Some commentators are dismayed by the anti-migrant turns of progressive parties, believing that it normalizes the heartless treatment of people fleeing war.

Germany's Die Welt newspaper wrote that the German Social Democrats could only dream of the result their Danish brethren got in the June election but called the embrace of right-wing immigration views "a dangerous turn."

Stefan Lehne, a political expert with the Carnegie Europe think tank, believes the circumstances across the European Union's 28 nations are so different in each place that one cannot conclude that Denmark's center-left Social Democrats have found a universal key to survival.

Lehne notes that some parties in Europe with relatively liberal positions on migration have actually been winning elections as the influx of migrants has slowed significantly in the last few years and climate change becomes the key issue of the day, among them Prime Minister Pedro Sánchez's Socialists in Spain. Meanwhile, some right-wing parties have done poorly recently despite their tough anti-immigrant platforms, including the conservative Christian Social Union in the German state of Bavaria.

Yet even with its stricter stance against migrants, Denmark's Social Democrats actually only gained one seat in the 179-seat parliament compared to the 2015 election.

In Sweden, which neighbors Denmark, the Social Democrats also won power last year after shifting to the right amid a surge in support for a populist anti-immigrant party.

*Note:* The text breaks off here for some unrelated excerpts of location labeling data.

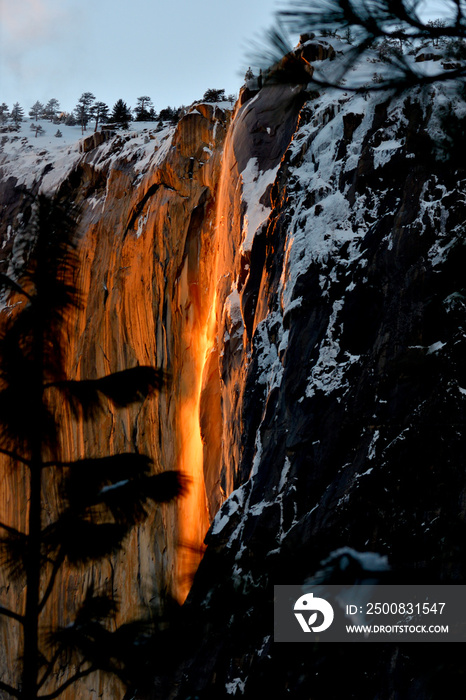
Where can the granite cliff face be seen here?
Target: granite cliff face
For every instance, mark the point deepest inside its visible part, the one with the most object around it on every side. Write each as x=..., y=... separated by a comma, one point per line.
x=299, y=271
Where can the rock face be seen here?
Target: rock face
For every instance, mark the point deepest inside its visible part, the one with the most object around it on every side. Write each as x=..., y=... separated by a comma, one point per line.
x=342, y=388
x=146, y=229
x=300, y=274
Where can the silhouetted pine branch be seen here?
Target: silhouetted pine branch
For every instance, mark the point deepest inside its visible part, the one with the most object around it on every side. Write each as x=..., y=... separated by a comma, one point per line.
x=369, y=23
x=103, y=498
x=121, y=388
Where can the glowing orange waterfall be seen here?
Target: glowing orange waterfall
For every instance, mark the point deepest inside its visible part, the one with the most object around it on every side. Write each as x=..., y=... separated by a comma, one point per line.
x=193, y=513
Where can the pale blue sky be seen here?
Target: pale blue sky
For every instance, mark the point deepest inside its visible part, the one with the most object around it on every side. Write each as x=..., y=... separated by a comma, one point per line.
x=171, y=50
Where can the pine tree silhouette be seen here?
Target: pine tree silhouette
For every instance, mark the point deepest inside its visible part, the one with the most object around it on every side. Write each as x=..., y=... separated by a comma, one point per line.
x=102, y=498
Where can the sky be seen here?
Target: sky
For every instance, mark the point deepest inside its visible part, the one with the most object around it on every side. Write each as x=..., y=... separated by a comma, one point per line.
x=170, y=50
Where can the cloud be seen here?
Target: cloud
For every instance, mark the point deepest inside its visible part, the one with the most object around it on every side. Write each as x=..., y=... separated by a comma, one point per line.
x=29, y=21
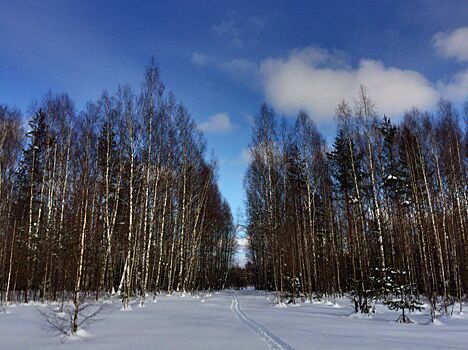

David Crouch, author of the upcoming book "Almost Perfekt: How Sweden Works and What We Can Learn From It," says both the center-right and the center-left in Sweden are using tougher language on crime as migration into the country has slowed.

Social Democratic Prime Minister Stefan Lofven threatened to deploy the Swedish army to end a wave of gang violence and party leaders now say it was a mistake for Sweden to take tens of thousands of migrants in 2015. There have also been high-profile cases of children being threatened with separation from migrant parents or business people threatened with deportation.

"The Social Democrats have been keen to send a message that Sweden is not an easy place to receive asylum," Crouch said, adding that in both Sweden and Denmark, anti-migrant parties might not win elections "but their politics live on in the shape of the Social Democrats."

Still, the latest political solution from Scandinavia may not translate well across the Atlantic.

In the United States, as parties gear up for the 2020 election, some have suggested the Democrats should take a harder line on immigration to steal away votes from the Republican Party and President Donald Trump, whose tough talk about halting immigration and building a border wall with Mexico energizes his right-wing populist base.

But Lehne says Latinos and other minorities who traditionally support Democratic candidates in the U.S. would see that as xenophobic.

"It would be suicidal for them to be anti-migration," Lehne said. "It's out of the question."